I'm scratching my head over this silly one: Why does method 1 give me an error, and method 2 compile just fine? (don't mind the warning though(

1. http://ideone.com/c3aju
2. http://ideone.com/MuEpG

Answer 1

Btw, in method 2. if I switch the char* and the const keywords around, it gives me an error.

Answer 2

http://ideone.com/jMPPm

Answer 3

It's the difference between making the variable constant and the pointer constant. const char* makes the pointer constant, meaning you won't be able to modify its contents. char* const, which is what the typedefed version also boils down to, makes the variable constant, meaning you can't reassign to it.

Answer 4

it's all clear now :-D

Answer 5

Right; http://ideone.com/GlVeW

Answer 6

Maybe that K&R book can help me understand how the const keyword really works in C.

Answer 7

Ah, K&R Page 40 verse 5, and Lo!:

"The qualifier const can be applied to the declaration of any variable to specify that its value will not be changed.

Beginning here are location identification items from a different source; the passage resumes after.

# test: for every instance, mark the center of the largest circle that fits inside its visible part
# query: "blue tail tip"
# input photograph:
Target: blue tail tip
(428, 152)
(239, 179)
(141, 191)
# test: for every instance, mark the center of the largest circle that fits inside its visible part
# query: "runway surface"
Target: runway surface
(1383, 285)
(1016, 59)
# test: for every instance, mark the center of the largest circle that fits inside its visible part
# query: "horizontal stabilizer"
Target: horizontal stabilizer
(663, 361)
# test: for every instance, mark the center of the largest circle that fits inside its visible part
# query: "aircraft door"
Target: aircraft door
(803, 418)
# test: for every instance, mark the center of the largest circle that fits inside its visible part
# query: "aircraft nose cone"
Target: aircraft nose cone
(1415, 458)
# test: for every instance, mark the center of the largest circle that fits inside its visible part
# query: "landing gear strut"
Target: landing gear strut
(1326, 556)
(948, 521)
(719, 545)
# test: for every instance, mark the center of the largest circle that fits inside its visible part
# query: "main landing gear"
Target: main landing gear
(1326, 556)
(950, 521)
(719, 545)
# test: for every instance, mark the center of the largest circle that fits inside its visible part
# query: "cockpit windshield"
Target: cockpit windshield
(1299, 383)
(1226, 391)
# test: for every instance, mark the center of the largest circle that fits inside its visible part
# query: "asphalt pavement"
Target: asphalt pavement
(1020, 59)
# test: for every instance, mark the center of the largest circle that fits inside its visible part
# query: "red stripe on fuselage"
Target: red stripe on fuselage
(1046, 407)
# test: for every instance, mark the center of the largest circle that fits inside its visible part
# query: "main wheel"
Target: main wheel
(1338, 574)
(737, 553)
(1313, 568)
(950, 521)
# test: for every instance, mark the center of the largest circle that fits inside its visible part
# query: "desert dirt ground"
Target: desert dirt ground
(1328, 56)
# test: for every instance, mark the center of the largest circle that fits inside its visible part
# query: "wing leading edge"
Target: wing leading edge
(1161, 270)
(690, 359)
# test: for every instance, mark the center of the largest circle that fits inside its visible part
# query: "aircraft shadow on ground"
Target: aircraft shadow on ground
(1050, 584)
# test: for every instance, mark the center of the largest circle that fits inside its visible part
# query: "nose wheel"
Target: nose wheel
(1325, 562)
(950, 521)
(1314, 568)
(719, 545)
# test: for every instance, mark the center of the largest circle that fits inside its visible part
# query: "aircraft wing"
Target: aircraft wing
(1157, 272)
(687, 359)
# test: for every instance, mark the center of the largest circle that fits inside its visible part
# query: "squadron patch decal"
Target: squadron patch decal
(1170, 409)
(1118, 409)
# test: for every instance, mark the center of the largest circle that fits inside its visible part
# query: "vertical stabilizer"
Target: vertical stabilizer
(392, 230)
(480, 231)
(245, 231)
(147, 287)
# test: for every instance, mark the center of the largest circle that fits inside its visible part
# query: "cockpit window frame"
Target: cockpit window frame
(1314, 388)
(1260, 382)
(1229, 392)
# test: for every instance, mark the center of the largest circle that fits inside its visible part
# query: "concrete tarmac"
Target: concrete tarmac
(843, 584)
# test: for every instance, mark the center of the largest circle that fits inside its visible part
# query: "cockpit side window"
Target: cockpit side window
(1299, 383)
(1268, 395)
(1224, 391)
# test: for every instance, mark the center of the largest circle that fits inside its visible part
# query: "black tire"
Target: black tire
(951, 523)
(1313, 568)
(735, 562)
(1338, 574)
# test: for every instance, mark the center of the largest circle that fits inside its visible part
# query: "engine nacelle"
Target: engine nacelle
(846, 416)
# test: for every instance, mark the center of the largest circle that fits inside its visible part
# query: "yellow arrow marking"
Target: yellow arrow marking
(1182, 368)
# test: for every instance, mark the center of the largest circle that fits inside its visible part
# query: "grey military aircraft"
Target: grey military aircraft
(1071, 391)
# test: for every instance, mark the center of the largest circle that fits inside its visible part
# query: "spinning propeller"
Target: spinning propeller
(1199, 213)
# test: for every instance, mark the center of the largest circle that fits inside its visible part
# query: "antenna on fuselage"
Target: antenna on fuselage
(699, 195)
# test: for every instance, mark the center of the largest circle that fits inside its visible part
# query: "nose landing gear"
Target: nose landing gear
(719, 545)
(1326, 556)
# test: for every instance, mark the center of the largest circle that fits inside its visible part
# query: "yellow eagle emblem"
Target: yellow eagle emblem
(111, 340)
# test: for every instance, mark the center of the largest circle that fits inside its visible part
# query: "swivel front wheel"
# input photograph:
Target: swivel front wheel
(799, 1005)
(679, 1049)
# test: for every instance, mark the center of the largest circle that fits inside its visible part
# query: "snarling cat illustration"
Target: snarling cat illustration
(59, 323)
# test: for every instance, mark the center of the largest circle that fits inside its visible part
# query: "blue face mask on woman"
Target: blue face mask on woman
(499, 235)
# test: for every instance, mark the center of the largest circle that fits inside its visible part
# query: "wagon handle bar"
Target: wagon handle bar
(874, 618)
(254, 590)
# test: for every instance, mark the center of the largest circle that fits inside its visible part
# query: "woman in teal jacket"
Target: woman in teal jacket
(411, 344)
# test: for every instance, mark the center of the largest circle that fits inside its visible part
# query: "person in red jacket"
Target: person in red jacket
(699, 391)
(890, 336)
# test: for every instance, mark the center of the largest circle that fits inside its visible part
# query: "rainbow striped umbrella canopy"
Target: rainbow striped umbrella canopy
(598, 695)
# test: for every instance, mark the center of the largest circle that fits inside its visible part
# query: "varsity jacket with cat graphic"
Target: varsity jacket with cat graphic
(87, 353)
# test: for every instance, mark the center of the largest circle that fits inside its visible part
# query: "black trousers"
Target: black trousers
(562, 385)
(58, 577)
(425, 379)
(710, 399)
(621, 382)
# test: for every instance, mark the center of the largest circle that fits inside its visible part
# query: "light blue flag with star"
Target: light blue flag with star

For an array, the const qualifier says that the elements will not be altered."

Answer 8

However, if I take method 1 and initialize it on the same line, it doesn't give me a compile error O.o http://ideone.com/nfkA8

Answer 9

Same without the typedef http://ideone.com/pBxQ7

Answer 10

The typedef version is expected. const protects from *reassignment*. The non-typedef one is an order thing I think (const char* vs char* const).

Answer 11

Can i get a pdf format of that K & R BOOK ???????

Answer 12

http://www.amazon.com/Programming-Language-2nd-Brian-Kernighan/dp/0131103628/ref=sr_1_1?ie=UTF8&qid=1322560302&sr=8-1

Answer 13

isn't it available for free as a pdf format file ?????

Answer 14

Nope :(